Pas moins de 113 mille 582 personnes déplacées à l'intérieur du pays (PDI) en Haïti, selon l'évaluation, menée entre juin et août 2022. Parmi elles, 96 mille – soit 85 % - ont fui l'insécurité dans la capitale, due à la violence intergang, conflits gangs et politique, et aux troubles sociaux. 

La violence liée aux gangs dans la région métropolitaine de Port-au-Prince s'est traduite par du racket, des enlèvements et des actes criminels plus larges dans un contexte caractérisé par de profondes inégalités, des niveaux élevés de privation des besoins humains fondamentaux et un environnement sécuritaire fragmenté. 

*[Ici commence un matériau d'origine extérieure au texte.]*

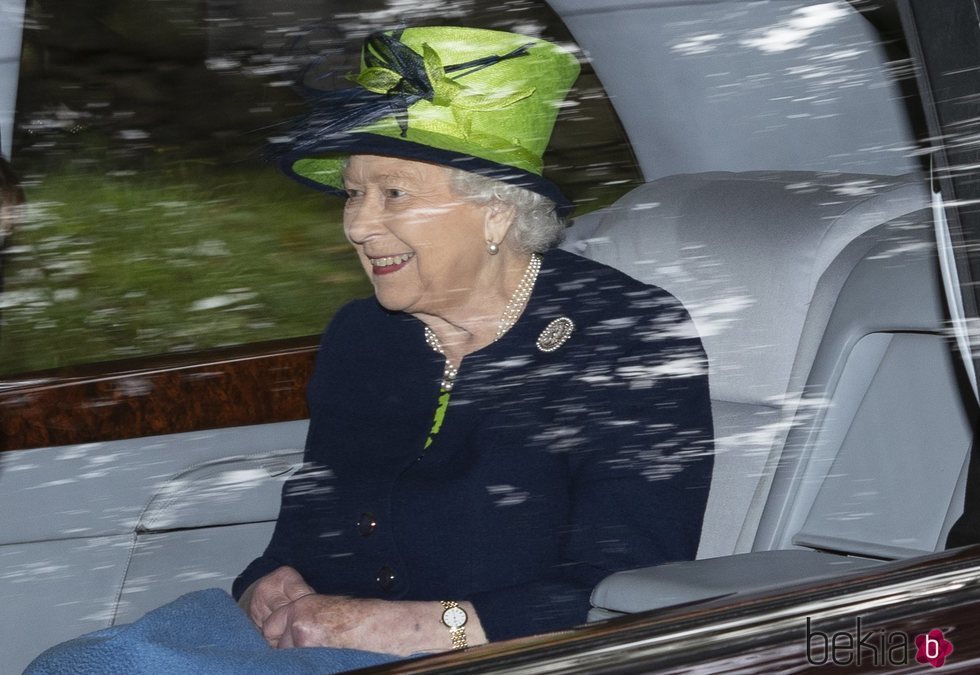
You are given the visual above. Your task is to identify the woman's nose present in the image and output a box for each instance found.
[344,198,384,244]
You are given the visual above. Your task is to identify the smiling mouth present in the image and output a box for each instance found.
[368,253,415,274]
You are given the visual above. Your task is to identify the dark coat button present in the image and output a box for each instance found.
[378,566,395,591]
[357,513,378,537]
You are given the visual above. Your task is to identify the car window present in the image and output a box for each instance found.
[0,0,639,375]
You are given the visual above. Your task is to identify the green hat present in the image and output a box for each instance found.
[277,26,579,212]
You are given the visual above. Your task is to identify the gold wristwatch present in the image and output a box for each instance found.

Les quartiers où les niveaux de violence sont les plus élevés font souvent état de détresse économique, les récentes flambées des prix des denrées alimentaires et du carburant ayant encore déstabilisé des moyens de subsistance déjà précaires, rappelle OIM. 

« Des milliers de femmes, d'enfants et d'hommes ont été contraints de quitter leur maison pour chercher un abri loin de la violence et de la destruction », a déclaré Ulrika Richardson, coordinatrice résidente des Nations Unies en Haïti.

Un système d'alerte précoce sur les déplacements forcés mis en place par DTM montre que près d'un cinquième des quartiers de Port-au-Prince ont été touchés par des violences généralisées en juillet. Le rapport a été produit par la matrice de suivi des déplacements (DTM) de l'OIM, en coordination avec la Direction générale de la défense civile haïtienne.